Essen & Trinken

Streetfood Istanbul

Gegrillte Makrele im Brötchen, Lahmacun, Dürüm – auf den Straßen Istanbul werden jede Menge türkische Spezialitäten angeboten. Ein Blick in die Verkaufsstände.

Frauen und Männer in Business-Outfits, Eltern mit ihren Kindern, Arbeiter und Studenten drängeln sich am schmalen Eingang der Haltestelle Karaköy direkt an der Galatabrücke. Einige müssen wohl noch Fahrkarten kaufen, die nächste Personenfähre, auf türkisch Deniz Otobüsü, legt gerade an. Gegenüber der Haltestelle: Ein kleiner Fischmarkt. Ein paar Buden mit hochgezogenen Rollläden mit Fisch auf Eis. Auf den Markt schaut Issat, wenn er nicht gerade die Fische auf seinem Grill wendet. „Buyrun!“, ruft er manchmal, „Bedien dich!“ Issak bietet Passanten Balik Ekmek an, frische Makrele im Brötchen. Dafür röstet er Weißbrot auf seinem kleinen Grill, klappt es dann auf, legt den gegrillten Fisch hinein, gibt noch Zwiebeln, Salat, Tomaten und eine Brise Chili dazu – fertig ist das kleine Gericht. Es wird in Istanbul viel öfter auf der Straße gegessen als Döner im Fladenbrot, nach dem die Touristen meist fragen. Viel zu unhandlich, finden die Türken.
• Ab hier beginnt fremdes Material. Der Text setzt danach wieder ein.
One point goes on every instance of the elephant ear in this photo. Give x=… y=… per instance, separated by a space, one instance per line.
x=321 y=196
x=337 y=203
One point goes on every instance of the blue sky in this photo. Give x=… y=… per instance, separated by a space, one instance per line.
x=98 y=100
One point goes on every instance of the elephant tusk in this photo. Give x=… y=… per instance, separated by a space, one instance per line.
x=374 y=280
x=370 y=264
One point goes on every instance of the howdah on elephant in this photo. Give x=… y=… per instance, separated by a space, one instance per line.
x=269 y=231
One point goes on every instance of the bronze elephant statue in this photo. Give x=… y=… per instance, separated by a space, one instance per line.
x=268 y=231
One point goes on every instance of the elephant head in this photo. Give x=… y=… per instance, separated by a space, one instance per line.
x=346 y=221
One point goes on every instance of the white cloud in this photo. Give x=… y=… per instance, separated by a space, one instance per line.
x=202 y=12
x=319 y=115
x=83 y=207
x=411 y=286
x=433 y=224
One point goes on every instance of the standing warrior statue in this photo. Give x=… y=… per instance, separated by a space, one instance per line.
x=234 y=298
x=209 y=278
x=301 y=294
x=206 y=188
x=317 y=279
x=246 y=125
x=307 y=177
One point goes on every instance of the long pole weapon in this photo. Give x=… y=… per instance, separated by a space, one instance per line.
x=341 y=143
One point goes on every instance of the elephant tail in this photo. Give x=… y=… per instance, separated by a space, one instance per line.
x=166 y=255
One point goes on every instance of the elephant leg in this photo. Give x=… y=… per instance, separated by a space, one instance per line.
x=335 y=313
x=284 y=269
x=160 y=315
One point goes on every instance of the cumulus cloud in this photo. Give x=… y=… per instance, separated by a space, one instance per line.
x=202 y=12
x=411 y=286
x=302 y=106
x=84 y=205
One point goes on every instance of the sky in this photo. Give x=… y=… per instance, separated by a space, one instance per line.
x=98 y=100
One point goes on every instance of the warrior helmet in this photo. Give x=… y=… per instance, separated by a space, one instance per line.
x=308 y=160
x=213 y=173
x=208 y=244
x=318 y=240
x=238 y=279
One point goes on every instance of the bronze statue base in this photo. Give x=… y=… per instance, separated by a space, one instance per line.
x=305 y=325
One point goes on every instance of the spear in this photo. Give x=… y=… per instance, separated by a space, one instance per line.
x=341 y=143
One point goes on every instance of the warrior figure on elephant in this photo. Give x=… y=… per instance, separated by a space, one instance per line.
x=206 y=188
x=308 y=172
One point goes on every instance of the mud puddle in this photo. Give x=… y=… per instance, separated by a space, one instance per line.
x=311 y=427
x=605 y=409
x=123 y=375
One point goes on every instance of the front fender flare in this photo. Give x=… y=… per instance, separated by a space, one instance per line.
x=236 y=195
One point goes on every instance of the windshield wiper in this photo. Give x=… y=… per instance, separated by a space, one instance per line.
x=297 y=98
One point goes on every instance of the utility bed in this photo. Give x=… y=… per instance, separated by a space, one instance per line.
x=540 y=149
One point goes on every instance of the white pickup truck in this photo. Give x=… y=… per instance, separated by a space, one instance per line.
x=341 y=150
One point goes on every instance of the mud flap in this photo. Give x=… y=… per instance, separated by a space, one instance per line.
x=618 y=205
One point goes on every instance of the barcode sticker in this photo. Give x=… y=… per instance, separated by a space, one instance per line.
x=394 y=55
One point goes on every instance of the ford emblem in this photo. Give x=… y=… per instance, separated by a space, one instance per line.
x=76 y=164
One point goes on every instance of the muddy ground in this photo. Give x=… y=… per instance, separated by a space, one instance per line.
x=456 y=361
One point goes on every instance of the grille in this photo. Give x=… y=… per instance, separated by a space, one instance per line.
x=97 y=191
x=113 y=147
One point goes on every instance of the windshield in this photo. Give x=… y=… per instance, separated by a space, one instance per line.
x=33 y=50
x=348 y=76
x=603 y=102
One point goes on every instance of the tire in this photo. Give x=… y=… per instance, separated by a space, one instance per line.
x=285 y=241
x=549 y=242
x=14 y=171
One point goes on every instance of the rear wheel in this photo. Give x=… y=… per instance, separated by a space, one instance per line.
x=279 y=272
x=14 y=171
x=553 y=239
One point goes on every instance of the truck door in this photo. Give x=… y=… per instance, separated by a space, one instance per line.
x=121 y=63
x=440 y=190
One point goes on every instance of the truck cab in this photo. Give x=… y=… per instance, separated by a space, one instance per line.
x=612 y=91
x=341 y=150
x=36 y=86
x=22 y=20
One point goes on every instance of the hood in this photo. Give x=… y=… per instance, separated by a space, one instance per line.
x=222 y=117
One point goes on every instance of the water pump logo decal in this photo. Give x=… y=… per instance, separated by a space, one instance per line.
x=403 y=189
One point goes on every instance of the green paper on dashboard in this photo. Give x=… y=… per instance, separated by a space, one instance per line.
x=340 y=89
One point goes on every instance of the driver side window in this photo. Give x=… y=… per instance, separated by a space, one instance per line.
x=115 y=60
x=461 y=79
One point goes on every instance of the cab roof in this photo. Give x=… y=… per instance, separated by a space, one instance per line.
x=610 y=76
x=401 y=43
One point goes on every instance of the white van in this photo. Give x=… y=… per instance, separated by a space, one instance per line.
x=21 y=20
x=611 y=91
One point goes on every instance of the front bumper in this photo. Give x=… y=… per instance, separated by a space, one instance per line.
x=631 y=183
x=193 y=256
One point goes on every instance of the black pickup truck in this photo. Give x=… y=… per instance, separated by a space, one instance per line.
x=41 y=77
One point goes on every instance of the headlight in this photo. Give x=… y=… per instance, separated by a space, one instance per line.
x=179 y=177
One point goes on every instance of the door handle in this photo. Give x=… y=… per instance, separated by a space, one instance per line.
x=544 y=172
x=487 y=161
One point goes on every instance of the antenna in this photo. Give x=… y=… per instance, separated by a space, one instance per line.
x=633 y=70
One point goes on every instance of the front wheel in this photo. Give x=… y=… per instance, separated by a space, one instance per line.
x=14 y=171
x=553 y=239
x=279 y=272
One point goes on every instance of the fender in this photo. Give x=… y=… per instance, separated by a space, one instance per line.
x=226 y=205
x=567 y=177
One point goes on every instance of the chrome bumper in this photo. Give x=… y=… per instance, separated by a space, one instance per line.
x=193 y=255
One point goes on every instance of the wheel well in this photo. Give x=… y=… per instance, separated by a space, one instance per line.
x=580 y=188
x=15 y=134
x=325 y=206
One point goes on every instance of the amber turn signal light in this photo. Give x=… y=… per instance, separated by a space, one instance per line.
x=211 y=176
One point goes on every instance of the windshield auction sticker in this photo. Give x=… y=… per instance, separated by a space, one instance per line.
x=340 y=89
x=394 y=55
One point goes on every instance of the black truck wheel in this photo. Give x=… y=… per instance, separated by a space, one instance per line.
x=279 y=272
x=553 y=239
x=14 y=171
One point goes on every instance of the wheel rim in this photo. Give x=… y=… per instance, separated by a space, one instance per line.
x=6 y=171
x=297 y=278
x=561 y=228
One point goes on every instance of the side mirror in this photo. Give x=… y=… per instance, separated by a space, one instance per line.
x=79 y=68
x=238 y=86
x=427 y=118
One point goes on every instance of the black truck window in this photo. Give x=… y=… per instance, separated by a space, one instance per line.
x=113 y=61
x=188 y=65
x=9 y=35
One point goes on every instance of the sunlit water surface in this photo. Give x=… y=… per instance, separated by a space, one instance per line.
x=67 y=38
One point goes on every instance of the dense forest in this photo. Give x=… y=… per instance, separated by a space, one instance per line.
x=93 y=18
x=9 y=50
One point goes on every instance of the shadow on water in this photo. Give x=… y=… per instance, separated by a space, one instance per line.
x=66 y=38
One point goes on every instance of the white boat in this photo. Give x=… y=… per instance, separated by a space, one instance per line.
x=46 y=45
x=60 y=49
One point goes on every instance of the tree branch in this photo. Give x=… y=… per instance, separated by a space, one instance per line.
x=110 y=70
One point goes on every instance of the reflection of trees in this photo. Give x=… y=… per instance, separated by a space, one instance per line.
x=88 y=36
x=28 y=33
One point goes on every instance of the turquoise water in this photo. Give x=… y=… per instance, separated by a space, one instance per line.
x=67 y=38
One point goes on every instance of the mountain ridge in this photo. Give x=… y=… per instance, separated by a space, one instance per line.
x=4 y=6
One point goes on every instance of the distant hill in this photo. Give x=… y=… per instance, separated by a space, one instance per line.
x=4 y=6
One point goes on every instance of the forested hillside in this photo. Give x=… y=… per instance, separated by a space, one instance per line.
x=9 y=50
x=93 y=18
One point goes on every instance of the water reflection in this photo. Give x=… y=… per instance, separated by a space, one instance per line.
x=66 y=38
Döner ist für sie ein Tellergericht.

 

 

Balik Ekmek - gegrillte Makrele im Brötchen

Ein billiges Frühstück für Arbeiter soll die gegrillte Makrele im Brötchen einst gewesen sein, traditionell wurde sie direkt vom Fischerboot am Kai aus angeboten. Der offene Verkauf von Balik Ekmek war einmal eine zeitlang verboten, die Stadtverwaltung Istanbul hatte Angst, dass die Docks zu sehr verdrecken und die Touristen abschreckt. Diese waren angeblich dann der Grund, dass einige Boote zurückkehren durften – eher als Attraktion für ausländische Gäste denn als Versorger der Istanbuler mit Balik Ekmek.

 

Auf der anderen Seite des Goldenen Horns, das die Galata Brücke hier überspannt, dort, wo es nicht mehr weit ist zum Topkapi Palast und zur Blauen Moschee, steht Inklam. Zwischen zwei Fähranlegern hat er seinen rollenden Verkaufswagen hingestellt. Viel Laufkundschaft! Er röstet essbare Kastanien, auf türkisch Kestane. Im Gegensatz zu Issat kann man Inklam fast als Neuling bezeichnen: Seit neun Jahren ist er im Geschäft. Bevor er sich hier ans Wasser stellte, sei er drüben auf dem Taksim-Platz gewesen, sagt er. Kestane, die gehen vor allem im Herbst und im Winter gut, werden aber auch im Sommer verkauft. Viel verdient Inklam nicht: 100 Gramm kosten fünf Türkische Lira, umgerechnet 1,50 Euro.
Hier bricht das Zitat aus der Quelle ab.